TotalSegmentator outperformed segmentations of an independent nnU-Net trained on the BTCV dataset both overall and in pathological cases for all nine analyzed structures. This is likely attributed to the training of TotalSegmentator, which was performed on a large dataset of 1204 clinically acquired CT exams in various contrast phases, whereas the BTCV dataset only included 30 CT exams in portal venous phase. Although the nnU-Net trained on the BTCV dataset was trained on much fewer data, the reproducibility for fluid cases was comparable to the human readers. Similarly, TotalSegmentator demonstrated superior performance across all contrast phases compered to two human readers regarding reproducibility, who performed segmentations of the liver in portal venous phase in cases with and without intra-abdominal fluid. This is in line with a previous work from Winkel et al. [2].

We noted a volume increase in parenchymatous organs after contrast administration despite visually excellent segmentation results in all three contrast phases, especially for the liver and the spleen. Despite manual segmentation correction in 30 randomly selected cases, volume increases persistent and were therefore thought to represent a physiologic phenomenon. A potential explanation might be the osmotically driven increase in blood flow after intravascular injection of approximately 200 ml combined contrast agent and saline solution-bolus. This would match previous studies, outlining decreases in spleen size under hypovolemic conditions [31], which increased with recovery [32]. This phenomenon could have influenced reproducibility of intra-individual segmentations across different contrast phases. A share of the observed VDs might therefore be attributed to physiological changes following contrast administration rather than segmentation errors of TotalSegmentator. Following this logic, the actual reproducibility of TotalSegmentator segmentations might be even better than the VDs we reported and may in part explain the lower reproducibility for the spleen.
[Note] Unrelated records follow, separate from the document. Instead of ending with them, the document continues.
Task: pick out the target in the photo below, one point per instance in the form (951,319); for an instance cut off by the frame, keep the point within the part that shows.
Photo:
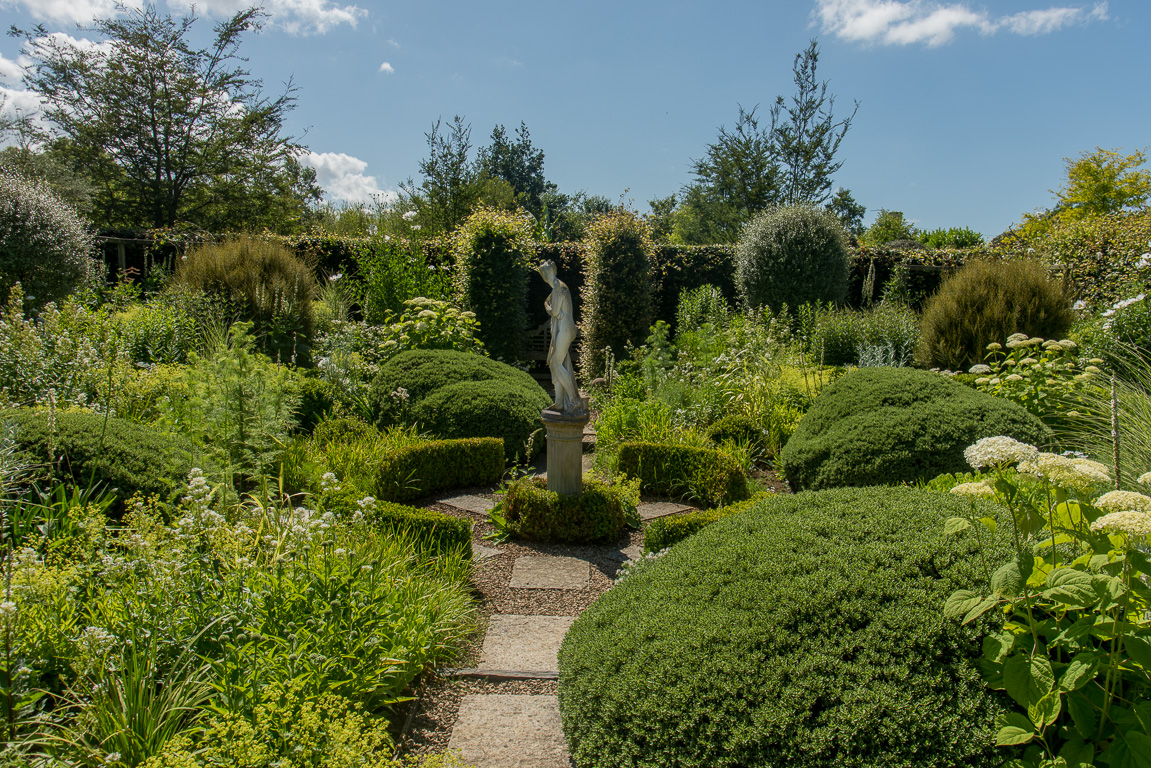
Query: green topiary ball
(486,409)
(988,301)
(883,426)
(44,243)
(805,632)
(793,256)
(81,448)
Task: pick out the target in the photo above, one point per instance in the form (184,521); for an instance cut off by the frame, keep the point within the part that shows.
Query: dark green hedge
(88,450)
(439,465)
(805,632)
(702,474)
(667,531)
(881,426)
(599,514)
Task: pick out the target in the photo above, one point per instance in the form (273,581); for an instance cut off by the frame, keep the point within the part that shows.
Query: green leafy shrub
(793,256)
(617,299)
(881,426)
(667,531)
(429,466)
(86,449)
(703,474)
(263,282)
(44,244)
(600,512)
(492,252)
(985,302)
(486,409)
(802,632)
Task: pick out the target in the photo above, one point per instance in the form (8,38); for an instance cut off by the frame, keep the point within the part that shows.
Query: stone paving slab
(478,504)
(510,731)
(649,510)
(549,572)
(524,643)
(479,552)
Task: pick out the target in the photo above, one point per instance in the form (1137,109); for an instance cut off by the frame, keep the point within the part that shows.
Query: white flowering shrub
(44,243)
(1074,652)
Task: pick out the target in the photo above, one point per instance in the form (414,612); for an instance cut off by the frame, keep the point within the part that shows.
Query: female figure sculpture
(563,333)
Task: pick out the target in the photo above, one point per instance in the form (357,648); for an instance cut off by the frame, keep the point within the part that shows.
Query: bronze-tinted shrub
(617,288)
(261,281)
(988,301)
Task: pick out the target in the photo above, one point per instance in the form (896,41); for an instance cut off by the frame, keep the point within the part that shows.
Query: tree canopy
(169,134)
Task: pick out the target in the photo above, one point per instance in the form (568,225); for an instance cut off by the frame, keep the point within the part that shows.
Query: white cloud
(294,16)
(342,177)
(904,22)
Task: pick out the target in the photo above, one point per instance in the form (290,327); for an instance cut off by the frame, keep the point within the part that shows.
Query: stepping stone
(550,572)
(510,731)
(478,504)
(626,554)
(527,644)
(479,552)
(649,510)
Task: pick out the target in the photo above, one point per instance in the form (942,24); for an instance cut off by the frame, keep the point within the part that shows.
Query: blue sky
(966,109)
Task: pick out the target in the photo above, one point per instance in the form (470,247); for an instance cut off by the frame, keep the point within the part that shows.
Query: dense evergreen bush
(793,256)
(263,282)
(486,409)
(617,301)
(436,465)
(879,426)
(421,372)
(44,243)
(988,301)
(492,252)
(702,474)
(600,512)
(86,449)
(805,632)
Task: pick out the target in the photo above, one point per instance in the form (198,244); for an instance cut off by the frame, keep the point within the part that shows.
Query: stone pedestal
(565,450)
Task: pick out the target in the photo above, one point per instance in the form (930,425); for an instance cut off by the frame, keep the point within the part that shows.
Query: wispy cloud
(904,22)
(342,177)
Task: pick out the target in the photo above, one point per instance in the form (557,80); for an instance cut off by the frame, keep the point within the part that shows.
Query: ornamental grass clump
(1074,652)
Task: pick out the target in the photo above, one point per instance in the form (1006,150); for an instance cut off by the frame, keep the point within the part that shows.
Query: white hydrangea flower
(1132,523)
(1121,501)
(998,451)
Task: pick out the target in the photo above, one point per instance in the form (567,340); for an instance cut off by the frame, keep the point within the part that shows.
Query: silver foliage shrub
(44,243)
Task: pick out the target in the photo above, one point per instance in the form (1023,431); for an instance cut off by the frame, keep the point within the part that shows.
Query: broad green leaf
(1082,714)
(1014,729)
(1069,586)
(1007,582)
(980,609)
(1080,671)
(1140,651)
(960,602)
(955,525)
(1046,709)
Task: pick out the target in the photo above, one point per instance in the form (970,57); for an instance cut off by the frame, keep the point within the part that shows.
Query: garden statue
(563,333)
(568,416)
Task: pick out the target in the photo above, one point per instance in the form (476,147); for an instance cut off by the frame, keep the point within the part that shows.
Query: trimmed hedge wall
(805,632)
(600,512)
(882,426)
(439,465)
(702,474)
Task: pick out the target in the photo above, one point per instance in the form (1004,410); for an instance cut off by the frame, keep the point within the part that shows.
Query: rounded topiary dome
(806,632)
(883,426)
(793,256)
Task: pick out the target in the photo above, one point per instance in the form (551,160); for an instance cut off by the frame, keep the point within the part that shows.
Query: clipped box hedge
(702,474)
(439,465)
(600,512)
(805,632)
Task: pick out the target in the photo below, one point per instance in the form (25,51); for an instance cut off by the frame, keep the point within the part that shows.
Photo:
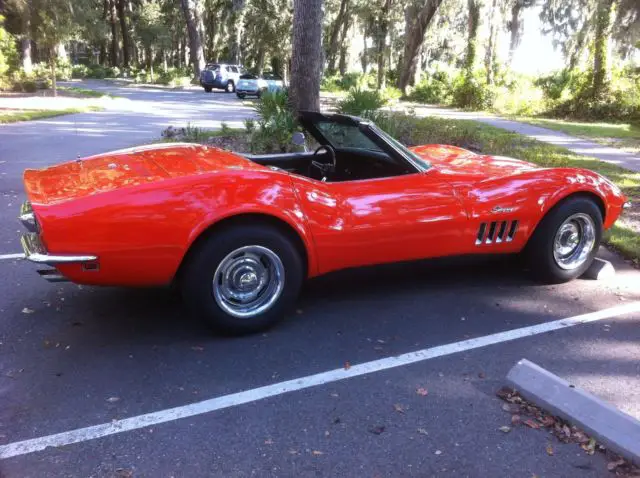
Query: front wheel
(242,279)
(565,242)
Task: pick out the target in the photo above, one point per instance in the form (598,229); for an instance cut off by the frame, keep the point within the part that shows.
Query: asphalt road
(72,357)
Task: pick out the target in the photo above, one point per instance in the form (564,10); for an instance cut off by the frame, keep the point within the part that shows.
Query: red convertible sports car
(239,233)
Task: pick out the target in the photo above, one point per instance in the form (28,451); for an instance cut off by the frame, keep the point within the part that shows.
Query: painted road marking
(11,256)
(234,399)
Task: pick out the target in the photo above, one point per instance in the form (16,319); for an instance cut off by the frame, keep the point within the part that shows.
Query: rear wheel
(565,242)
(242,279)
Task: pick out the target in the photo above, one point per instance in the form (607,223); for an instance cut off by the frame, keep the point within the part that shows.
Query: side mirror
(298,138)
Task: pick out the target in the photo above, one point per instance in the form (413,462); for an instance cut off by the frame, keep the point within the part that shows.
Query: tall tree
(306,58)
(515,25)
(604,18)
(472,38)
(381,41)
(236,21)
(337,34)
(490,53)
(121,6)
(418,18)
(191,12)
(113,22)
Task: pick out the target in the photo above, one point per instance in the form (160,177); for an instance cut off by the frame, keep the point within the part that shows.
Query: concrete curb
(599,270)
(618,431)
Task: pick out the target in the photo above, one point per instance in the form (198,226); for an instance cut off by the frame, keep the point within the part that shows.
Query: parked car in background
(220,76)
(255,85)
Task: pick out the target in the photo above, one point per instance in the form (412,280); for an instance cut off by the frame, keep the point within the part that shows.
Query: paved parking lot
(76,357)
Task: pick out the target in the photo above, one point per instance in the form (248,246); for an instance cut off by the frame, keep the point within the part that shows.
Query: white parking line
(234,399)
(11,256)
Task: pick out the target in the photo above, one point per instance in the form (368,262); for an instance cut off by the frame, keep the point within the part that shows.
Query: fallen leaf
(589,447)
(532,424)
(398,408)
(510,407)
(612,465)
(548,421)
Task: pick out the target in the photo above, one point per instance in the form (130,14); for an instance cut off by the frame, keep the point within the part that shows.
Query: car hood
(459,163)
(125,168)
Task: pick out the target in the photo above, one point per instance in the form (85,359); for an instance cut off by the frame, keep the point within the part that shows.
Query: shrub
(360,102)
(273,130)
(79,71)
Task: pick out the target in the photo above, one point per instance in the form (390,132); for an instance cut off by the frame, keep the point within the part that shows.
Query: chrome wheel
(574,241)
(248,281)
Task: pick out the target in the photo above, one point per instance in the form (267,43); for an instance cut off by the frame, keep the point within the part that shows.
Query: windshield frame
(395,150)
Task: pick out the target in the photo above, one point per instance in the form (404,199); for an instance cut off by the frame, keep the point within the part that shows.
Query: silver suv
(221,76)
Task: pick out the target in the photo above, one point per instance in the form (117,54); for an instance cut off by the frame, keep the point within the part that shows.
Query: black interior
(352,164)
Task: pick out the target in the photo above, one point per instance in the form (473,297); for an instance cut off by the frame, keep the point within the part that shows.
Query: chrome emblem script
(502,209)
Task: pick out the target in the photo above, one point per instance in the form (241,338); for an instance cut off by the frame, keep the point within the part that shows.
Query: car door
(400,218)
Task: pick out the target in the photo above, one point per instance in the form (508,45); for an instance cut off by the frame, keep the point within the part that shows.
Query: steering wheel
(325,168)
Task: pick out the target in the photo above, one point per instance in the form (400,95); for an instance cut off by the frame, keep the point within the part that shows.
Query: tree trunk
(235,31)
(515,29)
(417,22)
(306,61)
(54,83)
(472,40)
(335,37)
(113,58)
(604,19)
(381,46)
(124,30)
(192,18)
(25,42)
(490,54)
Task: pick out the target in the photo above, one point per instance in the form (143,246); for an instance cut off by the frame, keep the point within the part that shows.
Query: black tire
(197,276)
(539,251)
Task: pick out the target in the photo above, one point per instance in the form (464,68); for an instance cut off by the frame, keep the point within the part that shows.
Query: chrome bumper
(35,252)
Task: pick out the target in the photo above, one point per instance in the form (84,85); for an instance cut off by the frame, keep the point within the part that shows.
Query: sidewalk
(577,145)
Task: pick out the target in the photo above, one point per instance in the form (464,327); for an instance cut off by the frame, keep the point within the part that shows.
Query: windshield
(342,135)
(406,151)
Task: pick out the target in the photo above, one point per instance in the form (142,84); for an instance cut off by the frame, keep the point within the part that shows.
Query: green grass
(490,140)
(620,135)
(83,92)
(30,115)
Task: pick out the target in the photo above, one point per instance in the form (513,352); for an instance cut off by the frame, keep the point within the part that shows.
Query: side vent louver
(498,231)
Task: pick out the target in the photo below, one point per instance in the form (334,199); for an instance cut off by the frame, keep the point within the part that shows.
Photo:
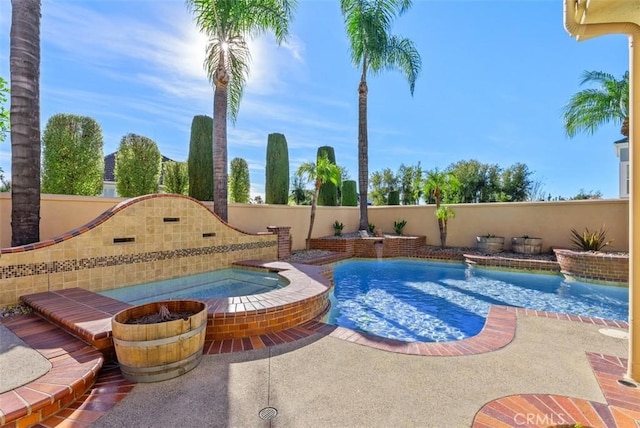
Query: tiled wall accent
(94,258)
(510,263)
(392,246)
(284,240)
(601,266)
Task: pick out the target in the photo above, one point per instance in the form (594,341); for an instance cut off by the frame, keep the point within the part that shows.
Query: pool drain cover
(268,413)
(627,383)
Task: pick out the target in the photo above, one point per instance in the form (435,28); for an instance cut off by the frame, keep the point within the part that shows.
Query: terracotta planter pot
(526,245)
(160,351)
(490,244)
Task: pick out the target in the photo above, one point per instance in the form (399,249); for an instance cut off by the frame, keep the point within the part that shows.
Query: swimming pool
(208,285)
(437,302)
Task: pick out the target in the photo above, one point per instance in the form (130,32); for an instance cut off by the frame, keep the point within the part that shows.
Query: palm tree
(321,172)
(368,23)
(228,24)
(25,121)
(590,108)
(440,184)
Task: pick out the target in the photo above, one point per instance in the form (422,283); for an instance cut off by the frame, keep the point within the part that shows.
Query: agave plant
(588,240)
(399,225)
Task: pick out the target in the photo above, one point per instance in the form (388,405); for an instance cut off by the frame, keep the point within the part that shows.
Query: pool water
(438,302)
(209,285)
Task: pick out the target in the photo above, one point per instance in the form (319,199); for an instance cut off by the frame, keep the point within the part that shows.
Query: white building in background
(622,152)
(109,179)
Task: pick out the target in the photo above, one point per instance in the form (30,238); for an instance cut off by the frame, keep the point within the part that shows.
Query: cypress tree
(72,159)
(277,170)
(239,183)
(328,192)
(394,197)
(349,194)
(138,166)
(175,177)
(200,161)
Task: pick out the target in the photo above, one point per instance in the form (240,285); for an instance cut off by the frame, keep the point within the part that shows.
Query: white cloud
(163,42)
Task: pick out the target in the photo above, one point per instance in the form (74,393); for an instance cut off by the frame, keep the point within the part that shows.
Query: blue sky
(495,77)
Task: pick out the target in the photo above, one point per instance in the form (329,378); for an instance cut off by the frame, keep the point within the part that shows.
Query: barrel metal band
(156,342)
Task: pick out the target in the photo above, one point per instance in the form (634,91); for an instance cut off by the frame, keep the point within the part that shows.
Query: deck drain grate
(268,413)
(627,383)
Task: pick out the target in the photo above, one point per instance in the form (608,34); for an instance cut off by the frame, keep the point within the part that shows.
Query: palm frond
(402,54)
(591,108)
(238,64)
(229,24)
(368,23)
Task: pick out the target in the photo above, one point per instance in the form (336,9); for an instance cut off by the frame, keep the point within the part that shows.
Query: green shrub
(276,184)
(200,161)
(337,228)
(239,183)
(175,177)
(328,195)
(138,165)
(589,241)
(72,158)
(349,194)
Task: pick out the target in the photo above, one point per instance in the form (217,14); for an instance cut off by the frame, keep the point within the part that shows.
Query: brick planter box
(392,245)
(594,266)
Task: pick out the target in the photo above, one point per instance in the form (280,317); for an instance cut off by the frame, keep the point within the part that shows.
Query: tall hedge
(239,182)
(175,177)
(276,186)
(72,157)
(200,161)
(138,166)
(349,194)
(328,192)
(393,198)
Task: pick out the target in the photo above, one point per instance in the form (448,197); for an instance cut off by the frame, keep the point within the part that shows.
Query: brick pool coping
(499,331)
(623,404)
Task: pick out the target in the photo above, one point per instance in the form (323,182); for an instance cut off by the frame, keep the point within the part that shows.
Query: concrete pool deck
(324,380)
(526,368)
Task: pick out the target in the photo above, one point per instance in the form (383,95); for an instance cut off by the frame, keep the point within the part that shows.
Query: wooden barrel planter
(152,352)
In future research this deviation may be assessed in detail to give accurate volume estimations independent of the contrast phase. Furthermore, reproducibility can be assessed further comparing augmented data with real world data and development of algorithms for medical image perturbation may be performed. This may lead to more accurate image segmentations that can be used in the clinical setting and for development of computer-aided diagnosis tools.

The main limitation in our study is that Sørensen-Dice similarity coefficient for interphase reproducibility could not be used due to poor alignment of images between contrast phases, mostly due to patient motion. Secondly, this dataset was not curated and includes pathology and likely metal artifacts. This might have impaired the performance of TotalSegmentator. Thirdly, the intra-individual differences in segmentation volumes may be not solely attributed to TotalSegmentator, but in part also to the observed increases in the volume of parenchymatous organs after contrast administration. Despite these limitations, TotalSegmentator demonstrated a high reproducibility even in complex clinical cases.

Conclusion

TotalSegmentator demonstrated high reproducibility for the majority of the assessed structures in multiphasic abdominal CT scans. TotalSegmentator outperforms a nnU-Net trained on the BTCV dataset and human readers on healthy cases as well as pathologic cases. Our results should encourage the testing of AI-based algorithms on reproducibility as an important criterion for clinical acceptability.